Moneybox

Why Don’t People Move To Opportunity?

Nominal wages vary dramatically from place to place in the United States, so why doesn’t everyone pack up and move to high-wage metropolitan areas and get rich? Here’s one theory:

Part of the problem is that the country’s largest industries are in decline. In the past, it was perfectly clear where young people should go for work (Chicago in the 1870s, Detroit in the 1910s, Houston in the 1970s) and, more or less, what they’d be doing when they got there (killing steer, building cars, selling oil). And these industries were large enough to offer jobs to each class of worker, from unskilled laborer to manager or engineer. Today, the few bright spots in our economy are relatively small (though some promise future growth) and decentralized. There are great jobs in Silicon Valley, in the biotech research capitals of Boston and Raleigh-Durham and in advanced manufacturing plants along the southern I-85 corridor. These companies recruit all over the country and the globe for workers with specific abilities. (You don’t need to be the next Mark Zuckerberg to get a job in one of the microhubs, by the way.
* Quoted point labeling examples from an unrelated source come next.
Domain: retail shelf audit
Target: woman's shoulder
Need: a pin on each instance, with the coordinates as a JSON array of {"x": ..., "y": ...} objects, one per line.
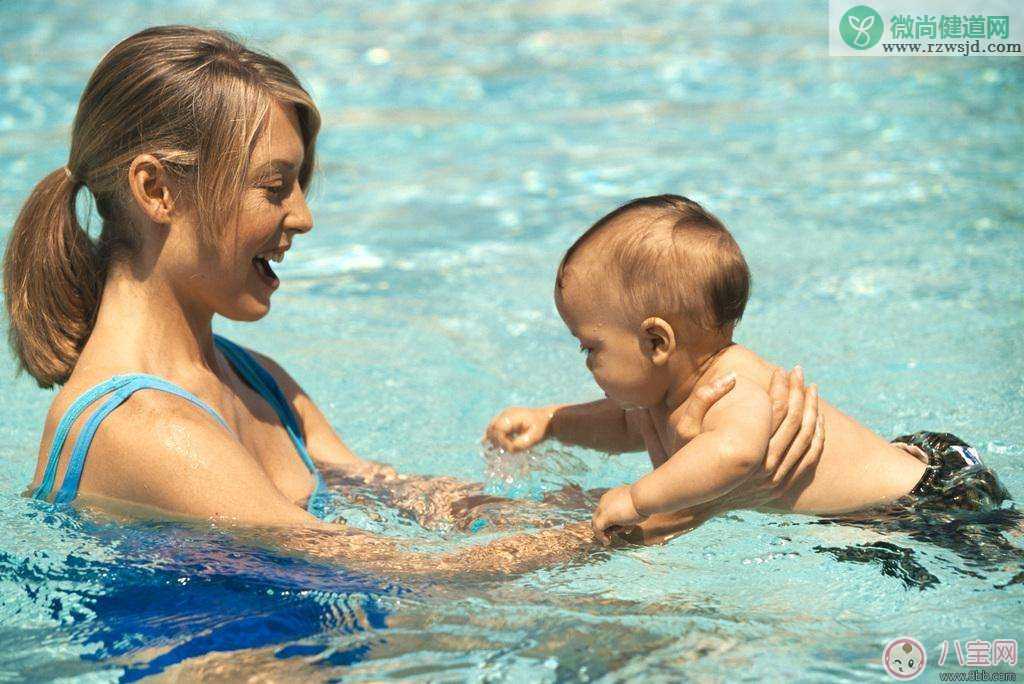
[{"x": 148, "y": 429}]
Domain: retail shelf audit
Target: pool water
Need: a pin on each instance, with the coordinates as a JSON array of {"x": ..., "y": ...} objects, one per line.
[{"x": 878, "y": 201}]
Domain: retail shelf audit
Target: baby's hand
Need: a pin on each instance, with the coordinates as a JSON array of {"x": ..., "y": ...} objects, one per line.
[
  {"x": 614, "y": 510},
  {"x": 517, "y": 428}
]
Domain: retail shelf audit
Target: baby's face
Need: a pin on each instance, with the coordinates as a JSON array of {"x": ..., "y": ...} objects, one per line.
[{"x": 614, "y": 349}]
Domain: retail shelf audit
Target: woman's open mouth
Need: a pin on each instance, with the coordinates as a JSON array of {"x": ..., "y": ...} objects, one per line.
[{"x": 262, "y": 265}]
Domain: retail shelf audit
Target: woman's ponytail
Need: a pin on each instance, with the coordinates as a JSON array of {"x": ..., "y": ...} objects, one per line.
[
  {"x": 52, "y": 278},
  {"x": 196, "y": 99}
]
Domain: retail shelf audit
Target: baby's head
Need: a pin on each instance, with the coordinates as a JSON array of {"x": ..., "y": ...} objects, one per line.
[{"x": 649, "y": 291}]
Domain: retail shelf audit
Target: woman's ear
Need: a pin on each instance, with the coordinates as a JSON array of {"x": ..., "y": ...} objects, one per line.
[
  {"x": 148, "y": 182},
  {"x": 659, "y": 340}
]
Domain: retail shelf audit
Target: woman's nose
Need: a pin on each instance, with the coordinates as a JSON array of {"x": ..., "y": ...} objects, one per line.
[{"x": 299, "y": 218}]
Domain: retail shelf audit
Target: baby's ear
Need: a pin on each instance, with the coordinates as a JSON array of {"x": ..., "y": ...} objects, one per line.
[{"x": 659, "y": 339}]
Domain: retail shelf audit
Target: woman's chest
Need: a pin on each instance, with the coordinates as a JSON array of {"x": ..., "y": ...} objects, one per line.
[{"x": 263, "y": 435}]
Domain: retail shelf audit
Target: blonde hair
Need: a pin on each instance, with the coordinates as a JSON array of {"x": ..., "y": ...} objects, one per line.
[
  {"x": 195, "y": 98},
  {"x": 670, "y": 256}
]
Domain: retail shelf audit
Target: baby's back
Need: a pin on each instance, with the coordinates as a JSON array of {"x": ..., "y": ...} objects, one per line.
[{"x": 858, "y": 469}]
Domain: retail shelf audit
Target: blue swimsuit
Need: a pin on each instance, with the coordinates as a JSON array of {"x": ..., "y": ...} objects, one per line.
[{"x": 122, "y": 386}]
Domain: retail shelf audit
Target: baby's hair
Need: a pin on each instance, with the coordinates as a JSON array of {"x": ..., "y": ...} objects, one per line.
[{"x": 671, "y": 256}]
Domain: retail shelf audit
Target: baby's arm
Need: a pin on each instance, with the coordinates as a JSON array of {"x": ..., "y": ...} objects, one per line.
[
  {"x": 731, "y": 445},
  {"x": 599, "y": 425}
]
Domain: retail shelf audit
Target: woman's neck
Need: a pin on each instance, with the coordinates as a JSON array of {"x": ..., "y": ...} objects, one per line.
[{"x": 146, "y": 327}]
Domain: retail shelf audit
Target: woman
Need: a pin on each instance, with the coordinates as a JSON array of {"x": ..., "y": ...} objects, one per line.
[{"x": 198, "y": 153}]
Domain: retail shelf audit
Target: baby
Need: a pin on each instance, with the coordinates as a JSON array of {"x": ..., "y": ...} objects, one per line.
[{"x": 653, "y": 292}]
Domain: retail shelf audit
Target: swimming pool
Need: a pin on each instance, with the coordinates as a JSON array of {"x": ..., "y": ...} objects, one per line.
[{"x": 878, "y": 201}]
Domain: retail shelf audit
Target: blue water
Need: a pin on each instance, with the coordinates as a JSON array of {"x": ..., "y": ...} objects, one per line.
[{"x": 879, "y": 203}]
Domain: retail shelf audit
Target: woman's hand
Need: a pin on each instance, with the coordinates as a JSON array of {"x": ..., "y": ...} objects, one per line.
[
  {"x": 518, "y": 428},
  {"x": 614, "y": 512}
]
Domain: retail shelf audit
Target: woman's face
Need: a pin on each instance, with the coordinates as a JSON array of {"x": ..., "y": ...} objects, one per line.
[{"x": 237, "y": 279}]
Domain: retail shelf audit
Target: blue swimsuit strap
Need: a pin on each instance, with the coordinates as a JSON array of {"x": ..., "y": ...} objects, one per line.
[
  {"x": 122, "y": 386},
  {"x": 267, "y": 387}
]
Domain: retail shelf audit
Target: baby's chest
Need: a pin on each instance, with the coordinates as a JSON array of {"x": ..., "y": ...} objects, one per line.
[
  {"x": 263, "y": 436},
  {"x": 660, "y": 439}
]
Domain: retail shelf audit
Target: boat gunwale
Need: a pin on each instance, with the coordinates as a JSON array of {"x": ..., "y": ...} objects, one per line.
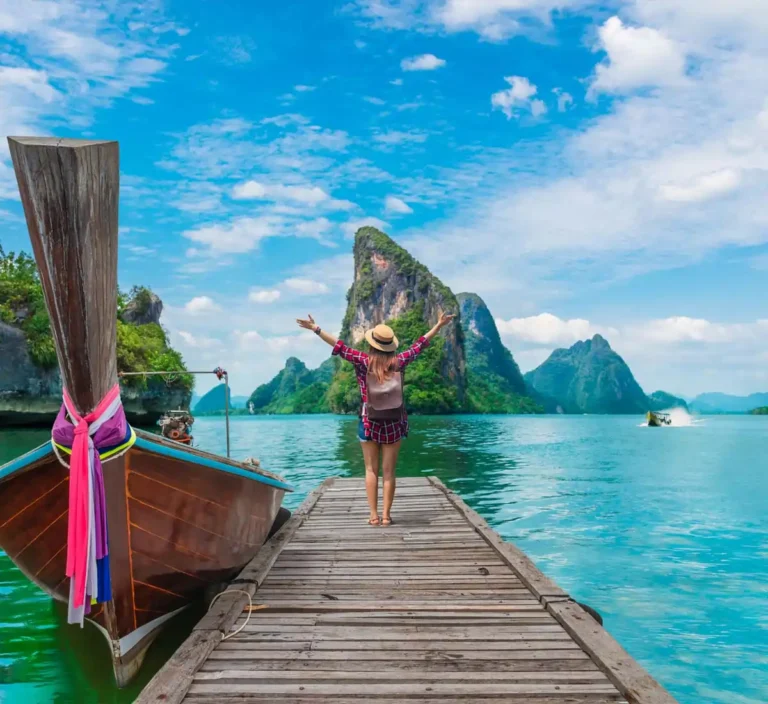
[{"x": 148, "y": 443}]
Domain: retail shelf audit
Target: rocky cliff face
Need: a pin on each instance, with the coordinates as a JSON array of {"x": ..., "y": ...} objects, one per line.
[
  {"x": 391, "y": 287},
  {"x": 144, "y": 308},
  {"x": 662, "y": 401},
  {"x": 495, "y": 384},
  {"x": 589, "y": 377},
  {"x": 295, "y": 389},
  {"x": 30, "y": 394}
]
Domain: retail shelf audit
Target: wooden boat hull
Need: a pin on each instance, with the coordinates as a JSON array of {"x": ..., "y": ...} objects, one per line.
[
  {"x": 656, "y": 421},
  {"x": 180, "y": 522}
]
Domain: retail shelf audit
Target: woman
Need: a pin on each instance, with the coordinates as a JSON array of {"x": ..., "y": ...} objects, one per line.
[{"x": 380, "y": 439}]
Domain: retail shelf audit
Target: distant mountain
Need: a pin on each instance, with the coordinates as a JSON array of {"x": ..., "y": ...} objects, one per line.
[
  {"x": 213, "y": 401},
  {"x": 295, "y": 389},
  {"x": 725, "y": 403},
  {"x": 390, "y": 286},
  {"x": 238, "y": 401},
  {"x": 589, "y": 377},
  {"x": 494, "y": 381},
  {"x": 661, "y": 401}
]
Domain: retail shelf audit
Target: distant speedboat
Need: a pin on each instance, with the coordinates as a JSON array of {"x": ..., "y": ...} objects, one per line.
[
  {"x": 657, "y": 419},
  {"x": 130, "y": 544}
]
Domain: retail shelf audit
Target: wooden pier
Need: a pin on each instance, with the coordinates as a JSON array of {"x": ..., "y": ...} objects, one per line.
[{"x": 435, "y": 608}]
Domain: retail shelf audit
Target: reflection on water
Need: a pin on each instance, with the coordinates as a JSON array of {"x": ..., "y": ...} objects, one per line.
[{"x": 662, "y": 530}]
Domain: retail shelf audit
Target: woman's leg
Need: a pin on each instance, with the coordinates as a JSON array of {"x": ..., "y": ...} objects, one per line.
[
  {"x": 371, "y": 456},
  {"x": 388, "y": 464}
]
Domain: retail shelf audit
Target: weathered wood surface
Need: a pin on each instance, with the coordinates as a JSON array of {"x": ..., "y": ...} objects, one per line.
[
  {"x": 172, "y": 682},
  {"x": 69, "y": 190},
  {"x": 434, "y": 608}
]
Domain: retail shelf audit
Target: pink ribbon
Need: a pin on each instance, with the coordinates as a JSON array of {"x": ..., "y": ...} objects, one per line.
[{"x": 79, "y": 528}]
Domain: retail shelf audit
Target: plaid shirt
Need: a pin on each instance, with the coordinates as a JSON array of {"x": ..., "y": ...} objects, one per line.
[{"x": 381, "y": 431}]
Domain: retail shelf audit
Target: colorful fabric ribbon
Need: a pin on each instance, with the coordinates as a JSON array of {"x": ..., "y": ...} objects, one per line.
[{"x": 88, "y": 440}]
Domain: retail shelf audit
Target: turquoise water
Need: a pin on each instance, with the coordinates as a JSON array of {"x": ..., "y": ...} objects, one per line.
[{"x": 664, "y": 531}]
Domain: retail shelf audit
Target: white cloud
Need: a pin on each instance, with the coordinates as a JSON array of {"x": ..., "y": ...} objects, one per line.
[
  {"x": 193, "y": 341},
  {"x": 702, "y": 188},
  {"x": 564, "y": 99},
  {"x": 493, "y": 20},
  {"x": 681, "y": 329},
  {"x": 286, "y": 119},
  {"x": 351, "y": 227},
  {"x": 234, "y": 50},
  {"x": 33, "y": 82},
  {"x": 393, "y": 137},
  {"x": 638, "y": 57},
  {"x": 248, "y": 338},
  {"x": 517, "y": 98},
  {"x": 253, "y": 190},
  {"x": 201, "y": 305},
  {"x": 546, "y": 329},
  {"x": 395, "y": 205},
  {"x": 306, "y": 286},
  {"x": 424, "y": 62},
  {"x": 236, "y": 236},
  {"x": 264, "y": 296}
]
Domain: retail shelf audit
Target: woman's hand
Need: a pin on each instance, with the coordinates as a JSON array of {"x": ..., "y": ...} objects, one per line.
[
  {"x": 309, "y": 324},
  {"x": 445, "y": 319}
]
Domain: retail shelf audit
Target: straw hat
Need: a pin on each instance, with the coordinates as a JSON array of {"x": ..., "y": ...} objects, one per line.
[{"x": 382, "y": 338}]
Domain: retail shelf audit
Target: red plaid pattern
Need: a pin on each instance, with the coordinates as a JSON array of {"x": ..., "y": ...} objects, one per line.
[{"x": 381, "y": 431}]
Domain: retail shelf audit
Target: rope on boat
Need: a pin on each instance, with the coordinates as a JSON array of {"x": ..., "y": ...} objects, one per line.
[{"x": 247, "y": 618}]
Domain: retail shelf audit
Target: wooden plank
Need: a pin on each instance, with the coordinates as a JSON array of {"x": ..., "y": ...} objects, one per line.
[
  {"x": 527, "y": 641},
  {"x": 228, "y": 607},
  {"x": 454, "y": 656},
  {"x": 630, "y": 679},
  {"x": 172, "y": 682},
  {"x": 432, "y": 609},
  {"x": 363, "y": 689},
  {"x": 260, "y": 699},
  {"x": 381, "y": 675},
  {"x": 539, "y": 584},
  {"x": 433, "y": 664}
]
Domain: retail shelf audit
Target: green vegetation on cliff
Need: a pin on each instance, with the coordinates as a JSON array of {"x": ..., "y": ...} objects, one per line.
[
  {"x": 213, "y": 401},
  {"x": 139, "y": 347},
  {"x": 387, "y": 278},
  {"x": 494, "y": 381},
  {"x": 295, "y": 389},
  {"x": 22, "y": 304},
  {"x": 589, "y": 377},
  {"x": 661, "y": 401},
  {"x": 425, "y": 389}
]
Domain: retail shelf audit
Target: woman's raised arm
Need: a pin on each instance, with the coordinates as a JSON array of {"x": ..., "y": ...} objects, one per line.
[
  {"x": 310, "y": 324},
  {"x": 444, "y": 319}
]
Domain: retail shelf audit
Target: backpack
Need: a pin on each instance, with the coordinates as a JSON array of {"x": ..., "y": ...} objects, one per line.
[{"x": 385, "y": 398}]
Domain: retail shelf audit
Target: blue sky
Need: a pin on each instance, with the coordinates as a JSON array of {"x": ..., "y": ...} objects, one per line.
[{"x": 583, "y": 166}]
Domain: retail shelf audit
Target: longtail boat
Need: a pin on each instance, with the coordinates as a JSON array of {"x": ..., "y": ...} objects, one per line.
[
  {"x": 657, "y": 419},
  {"x": 175, "y": 521}
]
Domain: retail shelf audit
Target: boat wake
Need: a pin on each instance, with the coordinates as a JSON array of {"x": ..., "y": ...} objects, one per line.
[{"x": 680, "y": 418}]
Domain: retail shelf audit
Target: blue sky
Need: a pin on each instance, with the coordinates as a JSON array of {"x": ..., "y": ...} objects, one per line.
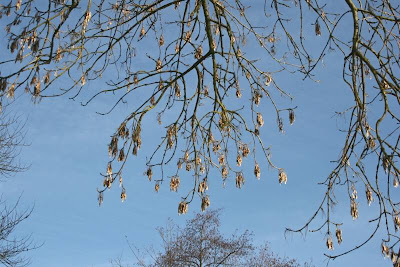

But you will almost certainly need at least a B.A. in computer science or a year or two at a technical school.) This newer, select job market is national, and it offers members of the mobile class competitive salaries and higher bargaining power.

Many members of the immobile class, on the other hand, live in the America of the grim headlines. If you have no specialized skills, there’s little reason to uproot to another state and be the last in line for a low-paying job at a new auto plant or a burgeoning green-energy cluster.

That’s all true, but I don’t think it really explains it. Those highly paid Silicon Valley workers with specialized skills hire maids, they get their hair cut, they eat at restaurants, their cars need repairs, they get lab work done when they go to the doctor, they shop in stores, they hire plumbers, they order Chinese food, etc. They participate, in other words, in the vast sector of the economy that consists of services that can’t be traded across long distances. And in general, if you’re selling services like that—whether as a fancy surgeon or a lowly maid—you’re better off selling them to richer clients. And if you look at it, you’ll see that cities like San Jose, Boston, San Francisco, and Washington DC have median wages that are much higher than the national average even though the median person in all those places doesn’t have a college degree. So why isn’t everyone flocking to these high wage dynamos? To make a long story short, it all has to do with housing costs and land use regulations and it’s a much bigger deal than people realize. My forthcoming ebook The Rent Is Too Damn High is all about this, but as a simple illustration note that Chicago, Detroit, and Houston all experienced explosive population growth during these periods. San Francisco’s population is not exploding, it’s just becoming a very expensive city.